Filmic Feasts are an irresistible category. They feed us with visuals and satiate us with emotion. We hoped for Babette’s Feast (1987), fretted over Like Water for Chocolate (1992), and delighted in Tampopo (1985). We also have personal picks like This Is Not What I Expected (2017) with its quirky yet whimsical romance. What unites them is the laden table these films lay out before us. They expand the meaning of: We eat first with our eyes. And they cause us to “eat our hearts out”—we can taste the cuisine as surely as we feel the characters’ triumphs and their falls.
Written and directed by Trân Anh Hùng (from the novel La Vie et la Passion de Dodin-Bouffant, Gourmet), The Taste of Things centers on chef Doudin Bouffant (Benoît Magimel) and his partnership with his cook, Eugénie (Juliette Binoche).
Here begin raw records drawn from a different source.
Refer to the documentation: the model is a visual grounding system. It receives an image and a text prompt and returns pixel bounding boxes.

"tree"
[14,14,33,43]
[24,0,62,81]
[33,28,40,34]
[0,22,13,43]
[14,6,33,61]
The pair live and work in the countryside of 19th-century France, where they are famous for their culinary symphonies.
Yet, as harmonious as they are in the kitchen, Doudin and Eugénie have left too much unsaid. Their passions are intensified by their dishes but also duplicated in them. In this way, Hùng turns their cooking into love letters, passed back and forth in the silence of the unspoken. Food is the couple’s love language, and The Taste of Things is an epicurean epistle.
The framing and palettes are lavish—chocolatey, golden, and green. The lighting is as soothing as sunbeams and hearths. And, more than Magimel’s Doudin, the camera becomes Binoche’s lover. Her Eugénie is the centerpiece. We begin to want what she longs for. Our hearts flutter when she gently alludes to her desires. The Taste of Things is a delicious filmic-feast; lingering on the palate with bittersweetness.